Canadian Labour Congress economist Angella MacEwen told HuffPost NDP staff had walked her through its budget plan — she acted as an external evaluator — and had assured her that even with the PBO’s growth projections, “they were protecting the EI account, and there would still be a surplus.”

MacEwen said the reason the NDP had ensured a $4.1 billion surplus was because they knew the price of oil was $10 lower. “They know that surplus is going to end up being smaller,” she said.

'Swiss-cheese' plan

Former parliamentary budget officer Kevin Page, who has been consulted by Mulcair and the NDP team, said he was disappointed with the party’s thin financial document and use of Conservative finance minister Joe Oliver’s budget as a benchmark.

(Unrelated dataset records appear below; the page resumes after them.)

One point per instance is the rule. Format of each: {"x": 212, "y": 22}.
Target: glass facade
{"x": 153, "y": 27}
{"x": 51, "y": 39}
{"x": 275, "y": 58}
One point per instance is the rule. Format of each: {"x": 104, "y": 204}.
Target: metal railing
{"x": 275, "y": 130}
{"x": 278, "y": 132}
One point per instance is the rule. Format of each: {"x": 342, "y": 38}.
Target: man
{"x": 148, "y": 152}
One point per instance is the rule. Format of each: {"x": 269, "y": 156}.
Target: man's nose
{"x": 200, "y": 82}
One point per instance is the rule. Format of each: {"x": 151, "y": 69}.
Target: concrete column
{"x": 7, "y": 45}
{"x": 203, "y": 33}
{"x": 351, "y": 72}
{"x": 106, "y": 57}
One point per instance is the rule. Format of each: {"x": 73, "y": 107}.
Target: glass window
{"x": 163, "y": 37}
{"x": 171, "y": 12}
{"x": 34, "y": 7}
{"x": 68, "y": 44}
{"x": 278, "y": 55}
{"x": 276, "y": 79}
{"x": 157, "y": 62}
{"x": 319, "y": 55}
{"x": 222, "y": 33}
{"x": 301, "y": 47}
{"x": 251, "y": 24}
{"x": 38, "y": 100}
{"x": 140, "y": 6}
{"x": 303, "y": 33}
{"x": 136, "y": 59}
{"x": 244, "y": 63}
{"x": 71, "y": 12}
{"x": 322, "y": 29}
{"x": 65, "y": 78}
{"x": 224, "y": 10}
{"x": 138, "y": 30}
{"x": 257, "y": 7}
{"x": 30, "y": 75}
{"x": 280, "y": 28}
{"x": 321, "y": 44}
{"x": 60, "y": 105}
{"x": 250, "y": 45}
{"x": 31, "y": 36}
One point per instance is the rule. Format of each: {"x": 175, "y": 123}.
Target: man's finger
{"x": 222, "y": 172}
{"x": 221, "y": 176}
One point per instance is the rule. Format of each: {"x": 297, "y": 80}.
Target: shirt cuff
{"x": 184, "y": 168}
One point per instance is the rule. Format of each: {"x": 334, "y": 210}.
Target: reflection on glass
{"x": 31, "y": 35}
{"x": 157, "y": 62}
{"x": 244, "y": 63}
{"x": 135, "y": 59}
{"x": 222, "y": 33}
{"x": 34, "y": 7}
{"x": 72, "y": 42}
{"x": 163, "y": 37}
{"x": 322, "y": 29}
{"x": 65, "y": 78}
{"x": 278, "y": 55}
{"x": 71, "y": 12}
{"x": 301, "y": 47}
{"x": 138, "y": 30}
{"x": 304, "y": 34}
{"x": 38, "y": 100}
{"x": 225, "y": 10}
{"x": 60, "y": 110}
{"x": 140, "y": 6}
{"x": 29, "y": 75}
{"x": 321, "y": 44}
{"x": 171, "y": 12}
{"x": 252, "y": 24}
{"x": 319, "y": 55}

“Why give Mr. Oliver that kind of credibility?” Page asked. “They are now in a debate and [the NDP] can’t really say that is not a credible forecast. They used it.”

Page and Clark said they were both concerned with the NDP use of the contingency reserve towards its bottom line.

“They could have done better,” Page told HuffPost. The NDP’s plan, he added, has “potential sustainability problems over the medium term” and isn’t very prudent or transparent.

“They’ve exposed [Mulcair] because this is a Swiss-cheese fiscal costing platform,” he said.

NDP spokesman George Soule initially told HuffPost that “over the two years” —using PBO numbers — the party would be “in surplus.”

But hours later he clarified the NDP would “balance the budget in all four years and [would] not raid the EI fund.”